En résidence auprès de l’Orchestre philharmonique de Rotterdam pour 2018-2019, elle prendra en septembre ses fonctions de chef principale de l’Orchestre symphonique de Kristiansand, en Norvège. Poursuit son mandat de première chef invitée à la Radio de Dublin. Son ensemble, Orfeo 55, est toujours résident à l’Opéra de Montpellier. 2019 devrait la voir diriger La Dame de pique de Tchaïkovski, à La Monnaie de Bruxelles. Et il se pourrait que certaines grandes maisons d’opéra, outre-Atlantique, ne tardent à lui ouvrir leurs portes.
Pour l’heure, c’est un autre défi qui l’attend: diriger la première production lyrique des Chorégies 2018 : Mefistofele de Boito. Première fois qu’elle dirigera à Orange. Première femme tout court, d’ailleurs, à diriger au Théâtre antique. Première fois aussi qu’elle empoignera le pupitre de l’Orchestre philharmonique de Radio France.

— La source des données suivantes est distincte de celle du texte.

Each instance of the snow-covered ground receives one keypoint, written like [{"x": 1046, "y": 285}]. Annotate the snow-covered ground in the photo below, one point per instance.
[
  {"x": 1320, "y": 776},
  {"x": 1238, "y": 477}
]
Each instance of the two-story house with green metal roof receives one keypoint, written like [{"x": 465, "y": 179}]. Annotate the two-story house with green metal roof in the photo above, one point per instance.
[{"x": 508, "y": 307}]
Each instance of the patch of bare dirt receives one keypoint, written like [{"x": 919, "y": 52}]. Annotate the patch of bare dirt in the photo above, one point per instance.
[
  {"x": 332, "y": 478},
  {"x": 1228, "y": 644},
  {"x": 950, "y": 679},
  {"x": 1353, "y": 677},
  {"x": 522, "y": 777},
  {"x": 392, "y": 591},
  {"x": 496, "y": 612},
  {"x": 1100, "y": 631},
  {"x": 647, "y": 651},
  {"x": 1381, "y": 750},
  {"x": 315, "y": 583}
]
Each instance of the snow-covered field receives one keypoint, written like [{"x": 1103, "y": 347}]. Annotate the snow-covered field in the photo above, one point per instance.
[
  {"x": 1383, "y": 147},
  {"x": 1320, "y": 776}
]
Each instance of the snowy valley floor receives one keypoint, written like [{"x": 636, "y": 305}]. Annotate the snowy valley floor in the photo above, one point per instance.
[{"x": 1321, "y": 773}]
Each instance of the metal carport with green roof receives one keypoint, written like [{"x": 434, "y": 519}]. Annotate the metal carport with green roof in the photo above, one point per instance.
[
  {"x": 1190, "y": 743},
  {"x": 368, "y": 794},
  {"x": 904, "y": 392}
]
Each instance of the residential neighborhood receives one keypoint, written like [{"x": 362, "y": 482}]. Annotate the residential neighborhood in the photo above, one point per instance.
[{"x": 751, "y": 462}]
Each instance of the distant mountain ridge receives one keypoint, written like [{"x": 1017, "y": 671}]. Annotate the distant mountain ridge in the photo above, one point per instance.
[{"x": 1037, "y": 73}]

Qui plus est dans un titre aussi méconnu du grand public. “Il m’aurait été plus facile de diriger Tannhäuser, que j’ai déjà fait, concède-t-elle. Mais je crois que je suis une femme de défi. Et en dépit de toutes les difficultés qu’il peut poser en termes de gestion de l’acoustique, ce lieu m’inspire. Cette oeuvre aussi. L’opéra italien le plus proche de Wagner. Il y a dans cette fresque métaphysique, qui est plus une succession de tableaux qu’un opéra, tout ce que l’on attend à Orange: de grands airs, des bandas en coulisse, des duos et des choeurs magnifiques. J’ai toujours été à l’aise avec les grosses productions.”
Elle le sait, la tâche ne sera pas aisée. Elle s’en réjouirait presque : “J’ai rarement vu un opéra avec autant de changements de tempi et de caractères”, semble-t-elle s’émerveiller. Elle mettra bien sûr son expérience de contralto à profit pour soutenir les solistes. “Ce sont des rôles lourds, qui demandent des tessitures très belles et très larges. J’ai la chance d’avoir face à moi une distribution de haut vol.”

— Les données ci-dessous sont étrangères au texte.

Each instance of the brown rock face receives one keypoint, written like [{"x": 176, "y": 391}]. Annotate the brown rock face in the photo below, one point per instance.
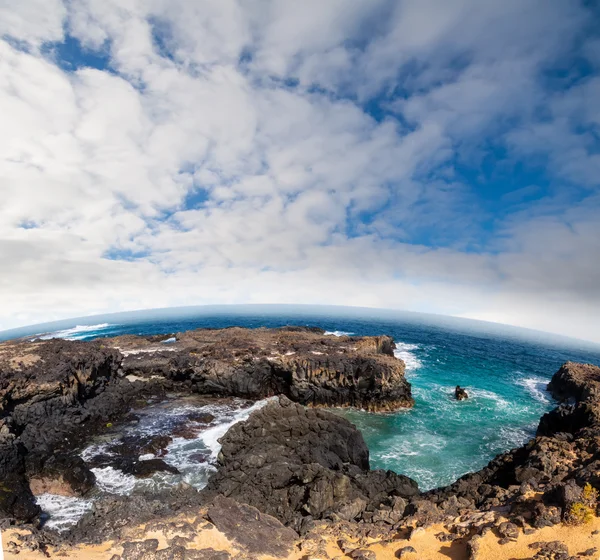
[
  {"x": 303, "y": 364},
  {"x": 54, "y": 394},
  {"x": 300, "y": 464}
]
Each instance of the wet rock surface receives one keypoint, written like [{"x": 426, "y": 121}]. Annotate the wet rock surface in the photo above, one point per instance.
[
  {"x": 254, "y": 531},
  {"x": 300, "y": 363},
  {"x": 300, "y": 464},
  {"x": 56, "y": 394},
  {"x": 297, "y": 466}
]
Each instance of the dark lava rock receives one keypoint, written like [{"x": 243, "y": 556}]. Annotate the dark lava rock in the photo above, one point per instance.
[
  {"x": 362, "y": 554},
  {"x": 546, "y": 516},
  {"x": 290, "y": 462},
  {"x": 132, "y": 446},
  {"x": 144, "y": 469},
  {"x": 111, "y": 515},
  {"x": 406, "y": 551},
  {"x": 207, "y": 554},
  {"x": 54, "y": 395},
  {"x": 62, "y": 474},
  {"x": 460, "y": 394},
  {"x": 305, "y": 365},
  {"x": 201, "y": 417},
  {"x": 139, "y": 550},
  {"x": 553, "y": 550},
  {"x": 254, "y": 531},
  {"x": 508, "y": 530}
]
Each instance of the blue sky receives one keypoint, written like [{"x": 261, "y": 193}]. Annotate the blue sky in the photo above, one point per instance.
[{"x": 437, "y": 156}]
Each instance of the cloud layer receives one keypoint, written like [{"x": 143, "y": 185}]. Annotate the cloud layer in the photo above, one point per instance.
[{"x": 433, "y": 156}]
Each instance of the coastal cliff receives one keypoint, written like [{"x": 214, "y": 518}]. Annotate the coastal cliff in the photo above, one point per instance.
[
  {"x": 55, "y": 394},
  {"x": 290, "y": 481}
]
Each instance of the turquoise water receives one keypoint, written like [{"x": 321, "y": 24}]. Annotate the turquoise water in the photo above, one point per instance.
[{"x": 439, "y": 439}]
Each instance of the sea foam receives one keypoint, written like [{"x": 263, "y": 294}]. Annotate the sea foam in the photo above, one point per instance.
[
  {"x": 406, "y": 353},
  {"x": 536, "y": 387},
  {"x": 78, "y": 332},
  {"x": 63, "y": 511}
]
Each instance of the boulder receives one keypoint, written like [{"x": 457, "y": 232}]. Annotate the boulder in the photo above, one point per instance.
[
  {"x": 290, "y": 462},
  {"x": 460, "y": 394},
  {"x": 255, "y": 532}
]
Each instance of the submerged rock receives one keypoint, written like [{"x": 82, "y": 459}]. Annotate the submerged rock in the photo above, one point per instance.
[{"x": 460, "y": 394}]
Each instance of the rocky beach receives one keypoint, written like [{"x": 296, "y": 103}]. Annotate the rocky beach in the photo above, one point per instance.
[{"x": 292, "y": 480}]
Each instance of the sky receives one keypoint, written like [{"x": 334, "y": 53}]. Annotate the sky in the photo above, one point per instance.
[{"x": 440, "y": 156}]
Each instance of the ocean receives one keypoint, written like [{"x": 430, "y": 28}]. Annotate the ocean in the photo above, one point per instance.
[{"x": 505, "y": 372}]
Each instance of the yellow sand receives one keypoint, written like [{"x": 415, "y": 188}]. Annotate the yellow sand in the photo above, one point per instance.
[{"x": 578, "y": 539}]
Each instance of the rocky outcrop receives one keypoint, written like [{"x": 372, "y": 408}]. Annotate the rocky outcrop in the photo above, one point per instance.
[
  {"x": 55, "y": 394},
  {"x": 300, "y": 464},
  {"x": 460, "y": 394},
  {"x": 531, "y": 482},
  {"x": 303, "y": 364}
]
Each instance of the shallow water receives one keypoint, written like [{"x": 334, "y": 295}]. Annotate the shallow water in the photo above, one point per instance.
[{"x": 439, "y": 439}]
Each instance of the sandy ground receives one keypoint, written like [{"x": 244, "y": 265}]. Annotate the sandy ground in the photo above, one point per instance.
[{"x": 578, "y": 539}]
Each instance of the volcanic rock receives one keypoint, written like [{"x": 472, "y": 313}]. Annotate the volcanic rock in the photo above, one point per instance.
[
  {"x": 303, "y": 364},
  {"x": 254, "y": 531},
  {"x": 460, "y": 394},
  {"x": 292, "y": 462}
]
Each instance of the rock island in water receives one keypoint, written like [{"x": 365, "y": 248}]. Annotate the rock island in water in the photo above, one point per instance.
[{"x": 291, "y": 480}]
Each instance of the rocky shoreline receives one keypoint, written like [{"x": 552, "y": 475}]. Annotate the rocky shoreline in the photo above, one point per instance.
[{"x": 298, "y": 476}]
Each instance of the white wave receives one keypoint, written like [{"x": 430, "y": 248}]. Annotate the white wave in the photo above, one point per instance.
[
  {"x": 536, "y": 386},
  {"x": 63, "y": 511},
  {"x": 114, "y": 481},
  {"x": 76, "y": 333},
  {"x": 211, "y": 436},
  {"x": 405, "y": 352},
  {"x": 486, "y": 395}
]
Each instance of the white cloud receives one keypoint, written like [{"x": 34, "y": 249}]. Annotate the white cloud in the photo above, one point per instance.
[{"x": 97, "y": 161}]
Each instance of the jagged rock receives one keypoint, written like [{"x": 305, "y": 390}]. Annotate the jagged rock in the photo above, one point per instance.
[
  {"x": 546, "y": 516},
  {"x": 207, "y": 554},
  {"x": 553, "y": 550},
  {"x": 362, "y": 554},
  {"x": 460, "y": 394},
  {"x": 289, "y": 461},
  {"x": 255, "y": 532},
  {"x": 508, "y": 530},
  {"x": 473, "y": 546},
  {"x": 61, "y": 474},
  {"x": 301, "y": 363},
  {"x": 139, "y": 550}
]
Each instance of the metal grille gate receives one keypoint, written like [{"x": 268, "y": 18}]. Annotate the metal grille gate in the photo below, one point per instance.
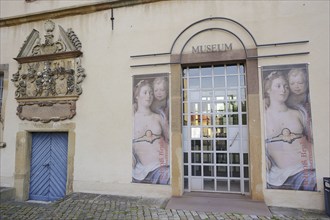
[{"x": 48, "y": 166}]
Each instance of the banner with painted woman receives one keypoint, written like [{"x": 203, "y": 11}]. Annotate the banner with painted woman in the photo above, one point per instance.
[
  {"x": 151, "y": 129},
  {"x": 288, "y": 128}
]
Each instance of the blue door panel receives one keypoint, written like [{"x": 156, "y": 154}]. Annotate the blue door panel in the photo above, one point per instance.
[{"x": 48, "y": 166}]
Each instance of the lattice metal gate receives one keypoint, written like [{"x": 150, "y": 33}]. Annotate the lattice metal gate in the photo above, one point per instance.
[{"x": 48, "y": 166}]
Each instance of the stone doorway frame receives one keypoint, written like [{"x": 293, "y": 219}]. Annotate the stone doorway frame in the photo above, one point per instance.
[{"x": 23, "y": 155}]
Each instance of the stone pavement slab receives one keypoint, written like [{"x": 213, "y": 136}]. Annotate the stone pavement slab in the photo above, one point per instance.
[{"x": 82, "y": 206}]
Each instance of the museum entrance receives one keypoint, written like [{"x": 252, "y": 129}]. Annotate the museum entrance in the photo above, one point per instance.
[{"x": 214, "y": 127}]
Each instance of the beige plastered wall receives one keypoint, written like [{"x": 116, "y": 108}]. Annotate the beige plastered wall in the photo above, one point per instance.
[{"x": 103, "y": 124}]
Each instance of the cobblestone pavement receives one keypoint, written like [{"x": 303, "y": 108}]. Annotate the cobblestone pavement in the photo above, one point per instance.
[{"x": 96, "y": 206}]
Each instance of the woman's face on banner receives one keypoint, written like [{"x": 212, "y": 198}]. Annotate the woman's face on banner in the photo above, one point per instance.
[
  {"x": 297, "y": 84},
  {"x": 279, "y": 90},
  {"x": 145, "y": 96}
]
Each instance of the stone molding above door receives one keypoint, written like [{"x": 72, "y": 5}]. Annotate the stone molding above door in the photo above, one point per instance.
[{"x": 49, "y": 75}]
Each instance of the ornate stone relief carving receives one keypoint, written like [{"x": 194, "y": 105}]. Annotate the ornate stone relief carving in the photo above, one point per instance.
[{"x": 49, "y": 75}]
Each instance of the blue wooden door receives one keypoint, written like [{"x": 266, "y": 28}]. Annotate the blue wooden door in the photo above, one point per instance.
[{"x": 48, "y": 166}]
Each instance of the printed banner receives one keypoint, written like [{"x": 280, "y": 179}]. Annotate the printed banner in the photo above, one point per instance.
[
  {"x": 288, "y": 128},
  {"x": 151, "y": 129}
]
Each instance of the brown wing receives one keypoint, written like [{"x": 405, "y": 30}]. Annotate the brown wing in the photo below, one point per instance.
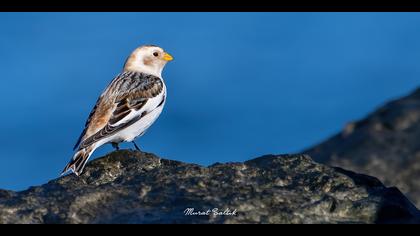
[{"x": 131, "y": 94}]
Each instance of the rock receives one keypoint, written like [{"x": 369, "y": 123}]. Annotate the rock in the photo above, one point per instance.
[
  {"x": 132, "y": 187},
  {"x": 385, "y": 144}
]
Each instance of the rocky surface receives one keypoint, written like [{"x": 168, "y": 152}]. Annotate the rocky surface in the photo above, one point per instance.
[
  {"x": 132, "y": 187},
  {"x": 386, "y": 144}
]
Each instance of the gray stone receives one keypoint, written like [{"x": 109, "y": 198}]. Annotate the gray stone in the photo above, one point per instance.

Outre Erwin Schrott dans le rôle-titre, elle retrouvera en effet Jean-François Borras en Faust, Béatrice Uria-Monzon en Margherita et Marie-Ange Todorovitch en Marta. Elle pourra également compter sur sa propre connaissance du lieu et de son acoustique, qu’elle a déjà pratiquée en tant que chanteuse. Ainsi que sur le soutien indéfectible de Jean-Louis Grinda. “Il a été le premier à me faire confiance pour diriger un opéra à Monte-Carlo. Le fait qu’il soit en plus à la mise en scène a été un argument supplémentaire, s’il en fallait !”

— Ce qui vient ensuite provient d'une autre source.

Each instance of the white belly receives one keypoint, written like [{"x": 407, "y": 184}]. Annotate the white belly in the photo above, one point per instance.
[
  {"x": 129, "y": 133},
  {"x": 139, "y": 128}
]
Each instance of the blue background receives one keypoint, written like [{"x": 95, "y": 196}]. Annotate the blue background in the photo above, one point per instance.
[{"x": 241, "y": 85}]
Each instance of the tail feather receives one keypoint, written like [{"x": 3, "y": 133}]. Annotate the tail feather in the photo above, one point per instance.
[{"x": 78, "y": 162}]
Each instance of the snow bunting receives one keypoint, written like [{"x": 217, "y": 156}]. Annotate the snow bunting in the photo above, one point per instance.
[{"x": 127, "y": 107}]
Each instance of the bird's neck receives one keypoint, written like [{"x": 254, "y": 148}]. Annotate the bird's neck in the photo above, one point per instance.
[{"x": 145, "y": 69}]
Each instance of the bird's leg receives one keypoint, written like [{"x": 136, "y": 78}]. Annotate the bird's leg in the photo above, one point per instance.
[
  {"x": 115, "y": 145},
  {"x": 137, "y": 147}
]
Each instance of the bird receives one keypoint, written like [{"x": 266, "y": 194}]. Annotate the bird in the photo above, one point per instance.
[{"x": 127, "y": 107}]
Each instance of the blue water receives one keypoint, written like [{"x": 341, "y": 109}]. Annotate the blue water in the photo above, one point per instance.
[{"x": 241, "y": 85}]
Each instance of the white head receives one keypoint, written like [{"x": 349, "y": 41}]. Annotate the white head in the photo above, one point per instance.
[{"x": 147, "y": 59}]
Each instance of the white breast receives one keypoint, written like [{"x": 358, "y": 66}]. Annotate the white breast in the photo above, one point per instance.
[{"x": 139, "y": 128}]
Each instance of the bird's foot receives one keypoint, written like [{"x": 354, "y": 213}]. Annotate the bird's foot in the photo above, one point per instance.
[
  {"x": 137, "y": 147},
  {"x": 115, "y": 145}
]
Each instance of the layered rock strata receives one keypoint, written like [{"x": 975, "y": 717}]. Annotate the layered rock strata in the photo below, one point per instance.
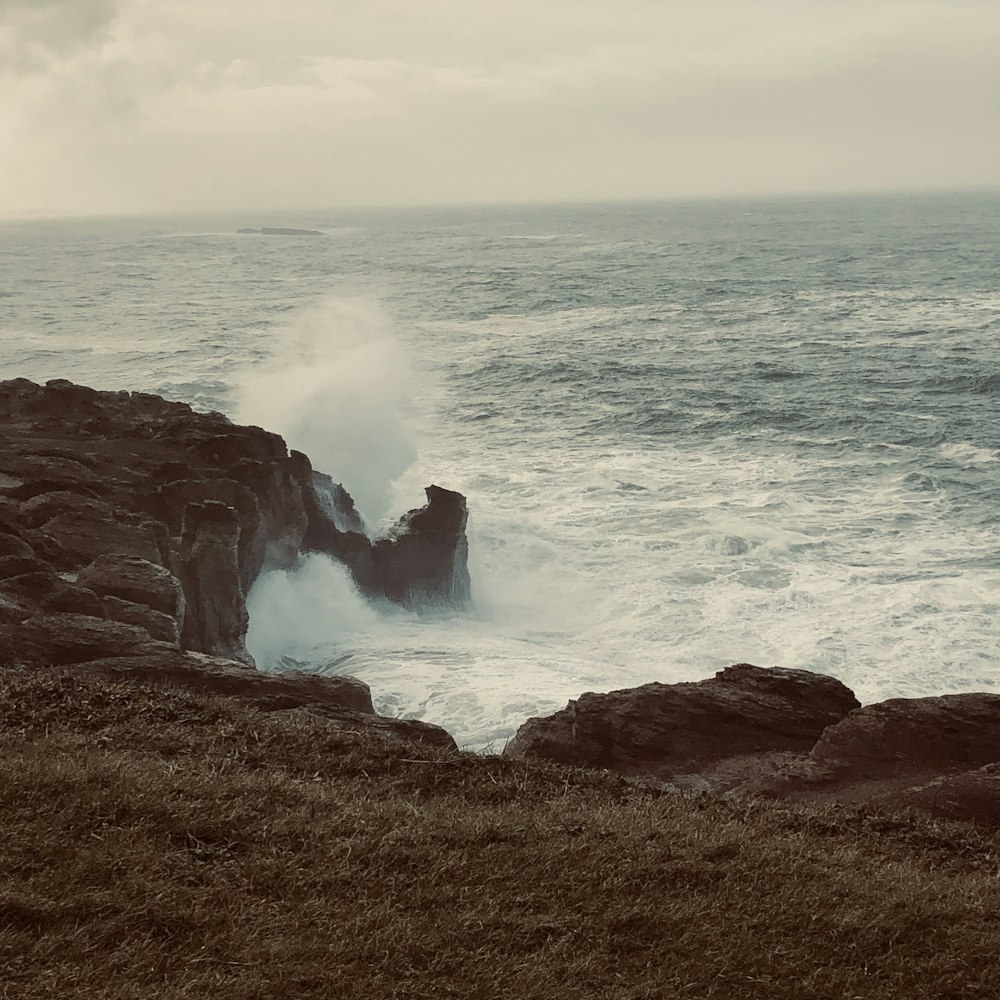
[{"x": 133, "y": 527}]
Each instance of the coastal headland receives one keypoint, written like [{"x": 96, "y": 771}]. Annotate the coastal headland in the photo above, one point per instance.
[{"x": 177, "y": 822}]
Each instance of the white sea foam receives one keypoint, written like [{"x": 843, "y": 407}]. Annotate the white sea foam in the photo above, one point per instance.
[
  {"x": 333, "y": 385},
  {"x": 967, "y": 454},
  {"x": 646, "y": 501}
]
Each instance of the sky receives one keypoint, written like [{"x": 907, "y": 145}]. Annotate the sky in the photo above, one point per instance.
[{"x": 124, "y": 106}]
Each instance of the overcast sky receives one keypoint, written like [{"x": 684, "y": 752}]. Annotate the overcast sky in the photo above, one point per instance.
[{"x": 113, "y": 106}]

Le public, lui, pourra s’en remettre à la fraîcheur de sa lecture. Plus qu’une aspiration, une philosophie : “Une femme de 95 ans m’a dit un jour: “Le plus important dans ma vie est de pouvoir encore me dire que c’est la première fois.” J’y repense chaque fois que j’entre en scène”, confie l’artiste. Avec la voix et l’humanité profondes qui la caractérisent si bien.